Multi stage ranking
Chaining classifiers has drawbacks like :
- It makes overall system hard to debug. ML systems are probabilistic. Chaining multiple classifiers makes it hard to debug failures.
- It is hard to maintain and iterate on. Simple data bugs can lead to a cascade of failures. Releasing new versions of features can lead to unintended changes and impact consumers.
Yet multi-stage ranking is quite prevalent in ranking/recommendation usecases. In this post we deep dive into one such system and explore why it exists in first place and best practices to maintain such a system.
Why multi stage ranking exists ?
- Systems are often broken down in multiple stages. The stages provide a decoupled way of development and optimizing for different objectives. Similarly, large scale ranking/recommendation problems are broken down into series of machine learning problems.
- Let’s take an examples : Typically a search ranking system will have 3 stages.
1. Retrieval (with a focus on recall), 2. Relevance ranking (with a focus on optimizing for judged relevance), 3. Click and diversity ranking (with a focus on optimizing for direct user feedback). At each stage, there’s a separate ml system optimizing for a different metric but at the end they work as a cascade of rankers.

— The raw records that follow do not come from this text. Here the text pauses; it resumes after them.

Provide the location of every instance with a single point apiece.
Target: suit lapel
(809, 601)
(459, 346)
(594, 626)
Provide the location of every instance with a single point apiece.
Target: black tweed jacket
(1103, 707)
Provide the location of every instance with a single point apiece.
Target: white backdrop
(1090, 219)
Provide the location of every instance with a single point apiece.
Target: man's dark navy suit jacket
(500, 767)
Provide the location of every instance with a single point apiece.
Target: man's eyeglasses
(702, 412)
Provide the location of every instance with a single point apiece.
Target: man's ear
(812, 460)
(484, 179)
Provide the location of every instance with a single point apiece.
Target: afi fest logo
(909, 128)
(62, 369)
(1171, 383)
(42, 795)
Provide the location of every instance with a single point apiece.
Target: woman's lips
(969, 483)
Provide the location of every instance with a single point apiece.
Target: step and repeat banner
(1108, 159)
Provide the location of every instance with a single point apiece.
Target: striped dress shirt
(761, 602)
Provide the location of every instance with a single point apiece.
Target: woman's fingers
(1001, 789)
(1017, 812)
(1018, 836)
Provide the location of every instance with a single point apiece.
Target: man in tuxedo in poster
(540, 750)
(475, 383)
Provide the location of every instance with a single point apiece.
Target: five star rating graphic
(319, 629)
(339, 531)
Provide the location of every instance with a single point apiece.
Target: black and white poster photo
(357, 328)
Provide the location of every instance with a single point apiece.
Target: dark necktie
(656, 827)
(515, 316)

- The ML systems at each stage also have different performance and latency constraints. Serving for ML model associated with retrieval has to be low latency since it has to applied to a large number of documents per query. Similarly, the final stage rankers such as click ranker is only applied to O(10²) documents for the final list and can be expensive.
Example systems :
Search ranking/recommendation :
Stage 1 (Retrieval model):
- Problem formulation : Rank a list of candidates based on query — doc match prediction score. match_score = model(Q, D) where Q is features generated from user provided query and D is features generated from candidate document.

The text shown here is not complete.